Motto:

"There are none so blind as those who will not see." --

Saturday, December 10, 2011

A follow up on "An uncontroversial instance of moral knowledge?"

In this post I’m going to refine the position I advanced in my previous post, “An uncontroversial instance of moral knowledge?”. In that post I said,

No matter what else one may think about which actions—or types of action—are wrong, one must hold that if someone performs any action which they believe to be wrong they have acted wrongly. And if we know that anything is wrong, we know that doing something which one believes to be wrong is wrong.

This passage is ambiguous: It could be read as saying that if one believes some (particular) action A to be wrong but does A anyway, then A itself is a wrong action. But it could also be read as saying that if one believes some (particular) action A to be wrong but does A anyway then one has acted wrongly, even if A itself is not wrong. Since I wrote this passage a while ago I can’t be sure what exactly I had in mind, although I suspect I wasn’t thinking carefully enough to notice the difference. However, I now think that the second reading is more plausible, because of cases like the following.

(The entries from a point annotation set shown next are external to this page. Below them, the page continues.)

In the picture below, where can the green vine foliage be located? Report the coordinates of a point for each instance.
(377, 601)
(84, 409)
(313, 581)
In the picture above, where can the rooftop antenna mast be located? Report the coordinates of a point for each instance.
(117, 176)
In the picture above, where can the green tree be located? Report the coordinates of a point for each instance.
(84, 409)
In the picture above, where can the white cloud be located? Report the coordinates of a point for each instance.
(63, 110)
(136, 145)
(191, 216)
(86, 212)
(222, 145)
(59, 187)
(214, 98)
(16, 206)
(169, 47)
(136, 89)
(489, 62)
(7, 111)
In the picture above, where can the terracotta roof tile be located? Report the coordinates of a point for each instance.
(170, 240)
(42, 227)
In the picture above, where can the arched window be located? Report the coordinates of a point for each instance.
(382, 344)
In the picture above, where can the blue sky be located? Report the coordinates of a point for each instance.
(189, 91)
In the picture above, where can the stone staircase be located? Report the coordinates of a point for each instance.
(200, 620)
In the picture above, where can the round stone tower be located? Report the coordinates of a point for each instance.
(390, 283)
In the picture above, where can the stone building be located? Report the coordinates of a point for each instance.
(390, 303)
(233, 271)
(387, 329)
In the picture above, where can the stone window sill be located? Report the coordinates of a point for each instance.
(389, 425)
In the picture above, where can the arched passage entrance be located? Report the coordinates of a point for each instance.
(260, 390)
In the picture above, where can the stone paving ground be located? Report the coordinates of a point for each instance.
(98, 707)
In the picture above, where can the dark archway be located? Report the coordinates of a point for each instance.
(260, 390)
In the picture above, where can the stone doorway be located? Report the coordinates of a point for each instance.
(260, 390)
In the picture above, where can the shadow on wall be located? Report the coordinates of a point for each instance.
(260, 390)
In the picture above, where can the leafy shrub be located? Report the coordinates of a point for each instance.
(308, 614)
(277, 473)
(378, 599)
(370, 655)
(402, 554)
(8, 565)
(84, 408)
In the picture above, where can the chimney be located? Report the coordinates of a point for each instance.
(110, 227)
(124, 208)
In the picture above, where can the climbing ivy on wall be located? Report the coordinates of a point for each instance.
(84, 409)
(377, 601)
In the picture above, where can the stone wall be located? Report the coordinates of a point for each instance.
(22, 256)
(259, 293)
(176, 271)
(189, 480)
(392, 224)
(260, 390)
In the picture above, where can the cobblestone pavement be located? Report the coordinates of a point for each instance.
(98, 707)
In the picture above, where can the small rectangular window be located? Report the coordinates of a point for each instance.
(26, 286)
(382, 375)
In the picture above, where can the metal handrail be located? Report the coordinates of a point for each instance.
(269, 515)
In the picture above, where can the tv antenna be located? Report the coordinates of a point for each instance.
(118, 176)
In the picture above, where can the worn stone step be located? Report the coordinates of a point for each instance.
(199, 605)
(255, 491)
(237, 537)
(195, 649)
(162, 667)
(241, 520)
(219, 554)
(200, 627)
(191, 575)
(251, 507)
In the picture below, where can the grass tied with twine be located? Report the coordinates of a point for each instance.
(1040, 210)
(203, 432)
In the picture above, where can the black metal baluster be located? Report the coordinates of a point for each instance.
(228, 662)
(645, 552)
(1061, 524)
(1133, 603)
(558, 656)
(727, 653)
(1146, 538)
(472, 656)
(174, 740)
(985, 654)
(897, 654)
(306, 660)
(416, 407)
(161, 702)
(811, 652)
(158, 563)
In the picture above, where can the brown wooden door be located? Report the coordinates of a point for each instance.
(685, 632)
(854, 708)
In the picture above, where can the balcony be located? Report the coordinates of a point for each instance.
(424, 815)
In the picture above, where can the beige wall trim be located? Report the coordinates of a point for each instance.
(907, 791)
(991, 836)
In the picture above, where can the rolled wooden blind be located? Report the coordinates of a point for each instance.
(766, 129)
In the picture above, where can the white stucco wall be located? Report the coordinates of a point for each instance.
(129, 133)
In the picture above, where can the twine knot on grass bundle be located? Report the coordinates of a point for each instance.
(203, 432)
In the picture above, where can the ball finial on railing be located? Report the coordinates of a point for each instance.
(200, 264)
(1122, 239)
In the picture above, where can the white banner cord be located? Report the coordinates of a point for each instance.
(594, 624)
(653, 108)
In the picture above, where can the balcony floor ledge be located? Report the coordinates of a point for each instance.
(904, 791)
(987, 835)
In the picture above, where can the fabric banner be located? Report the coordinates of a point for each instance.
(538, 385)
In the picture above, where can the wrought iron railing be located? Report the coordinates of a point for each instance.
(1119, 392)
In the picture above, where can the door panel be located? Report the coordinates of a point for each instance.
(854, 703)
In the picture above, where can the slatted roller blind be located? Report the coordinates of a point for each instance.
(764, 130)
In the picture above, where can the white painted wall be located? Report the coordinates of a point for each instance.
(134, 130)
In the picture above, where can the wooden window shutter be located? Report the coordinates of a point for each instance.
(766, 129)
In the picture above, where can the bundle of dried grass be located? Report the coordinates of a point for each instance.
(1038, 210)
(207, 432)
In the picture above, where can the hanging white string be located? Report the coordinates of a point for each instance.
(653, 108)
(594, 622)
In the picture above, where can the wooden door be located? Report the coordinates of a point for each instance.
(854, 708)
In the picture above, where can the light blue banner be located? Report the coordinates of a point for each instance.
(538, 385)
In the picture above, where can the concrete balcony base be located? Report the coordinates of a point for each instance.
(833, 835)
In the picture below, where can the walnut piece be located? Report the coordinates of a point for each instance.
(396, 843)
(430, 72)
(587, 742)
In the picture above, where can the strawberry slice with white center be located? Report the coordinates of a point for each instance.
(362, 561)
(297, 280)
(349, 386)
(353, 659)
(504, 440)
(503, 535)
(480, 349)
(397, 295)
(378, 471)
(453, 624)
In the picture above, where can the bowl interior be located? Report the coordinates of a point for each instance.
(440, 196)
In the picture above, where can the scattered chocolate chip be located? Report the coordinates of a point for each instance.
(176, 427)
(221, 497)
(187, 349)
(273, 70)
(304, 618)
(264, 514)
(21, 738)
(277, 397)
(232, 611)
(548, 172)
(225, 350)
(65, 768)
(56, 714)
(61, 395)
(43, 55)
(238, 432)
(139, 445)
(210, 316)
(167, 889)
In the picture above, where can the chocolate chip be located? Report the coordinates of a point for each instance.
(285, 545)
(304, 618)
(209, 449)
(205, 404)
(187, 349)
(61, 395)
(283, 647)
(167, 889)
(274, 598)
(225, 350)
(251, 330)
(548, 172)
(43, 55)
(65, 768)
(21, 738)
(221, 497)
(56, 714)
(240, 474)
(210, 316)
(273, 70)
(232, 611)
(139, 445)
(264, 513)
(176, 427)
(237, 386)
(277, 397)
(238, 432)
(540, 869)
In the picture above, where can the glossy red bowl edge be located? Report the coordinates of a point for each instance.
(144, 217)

Suppose Jones has been raised by parents who are ethical egoists, and has been taught that one should never act to help others unless it is one’s own interest to do so, except in a situation where helping someone else and not helping them would have precisely the same consequences for one’s own well being, in which case it is permissible to help that person and also permissible not to do so. Suppose that one day Jones spies a beggar on the street, and that Jones, moved by pity, gives the beggar some money that he would otherwise have used to buy his lunch. Nevertheless, in spite of his feelings, Jones still believed while he was acting that he shouldn’t help the beggar because in doing so he made himself (mildly) worse off by skipping lunch. 

In a case such as this, I find it intuitive to think that Jones’ action of helping the beggar was not wrong, but permissible or perhaps even obligatory. In spite of that, I think it is still at least plausible to hold that Jones did something wrong. For even if an action A is not wrong, it does not follow that in doing A one has not acted wrongly. For instance, by moving one’s finger in a certain way one may thereby also flip a switch and thereby turn the lights on. Similarly,  by doing A  one may also perform another action—call it ‘e’—namely violating one’s conscience, and it might be that e is wrong because it is always wrong to violate one’s conscience. However good it may have been for Jones to give his lunch money to the beggar, it would have been better still if Jones had thought that by giving away his money he was doing the right thing, or a least a permissible thing.